Tipps von Prof. Dr. Jalid Sehouli: Schlechte Nachrichten gut übermitteln

13 Dezember, 2021 - 08:00
Gerti Keller
Junge Ärztin überbringt ihrer Patientin schlechte Nachrichten

Mehr als 200.000 Gespräche führen Ärztinnen und Ärzte im Verlauf ihres Berufslebens mit Patienten und Angehörigen. Dazu gehören auch viele Hiobsbotschaften. Doch wie die am besten überbracht werden sollten, muss man meist für sich allein herausfinden. Prof. Dr. Jalid Sehouli, Direktor der Klinik für Gynäkologie der Charité hat darüber ein Buch geschrieben. Darin gibt er viele praktische Tipps, weist aber auch auf die Kraft der guten Nachricht hin.

Warum ist Ihnen das Thema „schlechte Nachrichten gut zu übermitteln“ so wichtig?

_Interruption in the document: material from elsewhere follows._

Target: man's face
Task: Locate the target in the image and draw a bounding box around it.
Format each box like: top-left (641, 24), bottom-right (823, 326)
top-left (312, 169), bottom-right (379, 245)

Prof. Dr. Jalid Sehouli: Bereits als junger Arzt wollte ich später große komplizierte Operationen machen. Aber ich sah schon damals, dass dies auch von schweren Schicksalen begleitet wird. Ich fragte mich: Wie kann ich ein guter Operateur werden, wenn ich nicht auch weiß, wie man schlechte Ergebnisse kommuniziert? Doch die Themen Sterben wie auch Versagen sind in der Klinik tabu. Also habe ich mich damit beschäftigt.

Wie lauten Ihre wichtigsten Ratschläge für Kollegen?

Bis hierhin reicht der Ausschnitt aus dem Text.